Very recently, Winkle et al. described their experience of using dabigatran post-procedurally after AF ablation in 123 patients. Less than 30% of them were taking pre-procedural dabigatran, and it was stopped 36 to 60 h before the procedure based on patients’ glomerular filtration rate. Approximately 50% of the patients were taking warfarin pre-procedurally, which was stopped 5 days prior to the procedure, and a subcutaneous low molecular weight heparin bridge was used in them until the procedure. The intraprocedural ACT was targeted at 225 s. All patients were started on low molecular weight heparin immediately after the procedure, and dabigatran was started/restarted 22 h after the procedure. None of the patients experienced bleeding or thromboembolic complications until 30 days after the procedure.
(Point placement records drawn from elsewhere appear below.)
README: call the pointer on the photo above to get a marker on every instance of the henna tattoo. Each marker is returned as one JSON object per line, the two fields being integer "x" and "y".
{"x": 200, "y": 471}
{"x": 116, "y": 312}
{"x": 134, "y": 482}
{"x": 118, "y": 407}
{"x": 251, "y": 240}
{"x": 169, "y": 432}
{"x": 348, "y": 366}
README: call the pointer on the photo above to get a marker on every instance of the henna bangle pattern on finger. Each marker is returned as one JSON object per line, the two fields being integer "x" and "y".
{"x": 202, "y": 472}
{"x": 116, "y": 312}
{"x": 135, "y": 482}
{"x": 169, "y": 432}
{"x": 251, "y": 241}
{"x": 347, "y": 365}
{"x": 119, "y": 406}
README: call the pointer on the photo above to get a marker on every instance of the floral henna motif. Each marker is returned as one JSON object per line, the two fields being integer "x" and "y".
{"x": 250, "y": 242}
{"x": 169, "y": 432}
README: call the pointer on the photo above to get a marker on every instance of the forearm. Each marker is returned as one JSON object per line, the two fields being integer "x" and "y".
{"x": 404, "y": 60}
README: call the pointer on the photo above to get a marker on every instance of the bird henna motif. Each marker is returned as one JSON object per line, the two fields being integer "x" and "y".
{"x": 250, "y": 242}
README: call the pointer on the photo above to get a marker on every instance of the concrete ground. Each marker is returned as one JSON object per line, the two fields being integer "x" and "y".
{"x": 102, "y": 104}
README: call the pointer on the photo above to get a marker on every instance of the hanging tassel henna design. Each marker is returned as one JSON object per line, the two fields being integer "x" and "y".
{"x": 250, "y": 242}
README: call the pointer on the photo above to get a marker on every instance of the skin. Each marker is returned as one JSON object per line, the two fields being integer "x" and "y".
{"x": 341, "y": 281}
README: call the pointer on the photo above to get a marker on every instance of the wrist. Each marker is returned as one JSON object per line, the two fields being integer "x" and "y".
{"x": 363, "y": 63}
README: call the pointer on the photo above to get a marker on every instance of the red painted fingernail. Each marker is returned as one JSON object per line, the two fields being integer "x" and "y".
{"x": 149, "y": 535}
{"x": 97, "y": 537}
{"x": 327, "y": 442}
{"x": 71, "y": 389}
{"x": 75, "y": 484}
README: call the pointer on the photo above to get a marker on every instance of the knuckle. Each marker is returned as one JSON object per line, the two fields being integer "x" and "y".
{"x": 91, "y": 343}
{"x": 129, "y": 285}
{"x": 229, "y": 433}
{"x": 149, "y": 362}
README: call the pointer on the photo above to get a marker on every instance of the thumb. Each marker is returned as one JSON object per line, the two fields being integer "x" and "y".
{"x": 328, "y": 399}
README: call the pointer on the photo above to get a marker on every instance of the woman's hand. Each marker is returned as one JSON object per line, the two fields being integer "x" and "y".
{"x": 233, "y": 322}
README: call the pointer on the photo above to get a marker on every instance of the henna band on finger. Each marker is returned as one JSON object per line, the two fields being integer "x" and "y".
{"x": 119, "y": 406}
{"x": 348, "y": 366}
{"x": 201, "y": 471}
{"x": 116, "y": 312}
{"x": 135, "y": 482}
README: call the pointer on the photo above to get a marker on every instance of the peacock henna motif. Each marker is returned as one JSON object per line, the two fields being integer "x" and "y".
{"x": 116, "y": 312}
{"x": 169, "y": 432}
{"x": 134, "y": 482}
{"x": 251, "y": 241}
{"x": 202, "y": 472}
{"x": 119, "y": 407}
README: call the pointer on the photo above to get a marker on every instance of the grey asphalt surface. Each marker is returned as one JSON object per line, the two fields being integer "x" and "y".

Their study is significantly different from our current study in that we evaluated the safety of periprocedural dabigatran compared with warfarin. Compared with our protocol, Winkle et al. stopped dabigatran earlier pre-procedurally and restarted it later post-procedurally. Also, they targeted a much lower ACT (225 s) compared with our study (300 to 400 s). These differences in the anticoagulation protocols probably explain the differences in the bleeding complications between both the studies.
Although our study provides initial data on slightly increased bleeding with dabigatran compared with warfarin in patients undergoing AF ablation, large randomized, controlled studies are required to confirm our results and identify an optimal periprocedural anticoagulation protocol. It is possible that holding dabigatran for >24 h without delaying the first dose after the procedure may decrease these bleeding complications and needs to be evaluated in future studies. The lack of any recommended acute reversal agents for dabigatran, at present, makes the risk of excessive major bleeding complications all the more important.
This was a relatively small observational study with a matched-control design. Even though, we conducted a multivariate analysis after adjusting for known predictors of bleeding complications, it is possible that other confounding variables affecting the results were unaccounted for in the study. Another limitation of the study is that the procedural techniques were operator dependent, which could potentially confound the results, even though all our centers predominantly practice a similar protocol. Nevertheless, a scarcity of data on the safety of continuing dabigatran during AF ablation procedure makes our study very important to the current electrophysiology practice, especially with the increasing use of dabigatran in clinical practice.
In patients undergoing AF ablation, continuation of dabigatran during the periprocedural period is associated with an increased risk of bleeding and composite of bleeding or embolic complications compared with uninterrupted warfarin therapy. Further studies are needed to identify the optimal periprocedural anticoagulation strategies in patients on dabigatran undergoing AF ablation.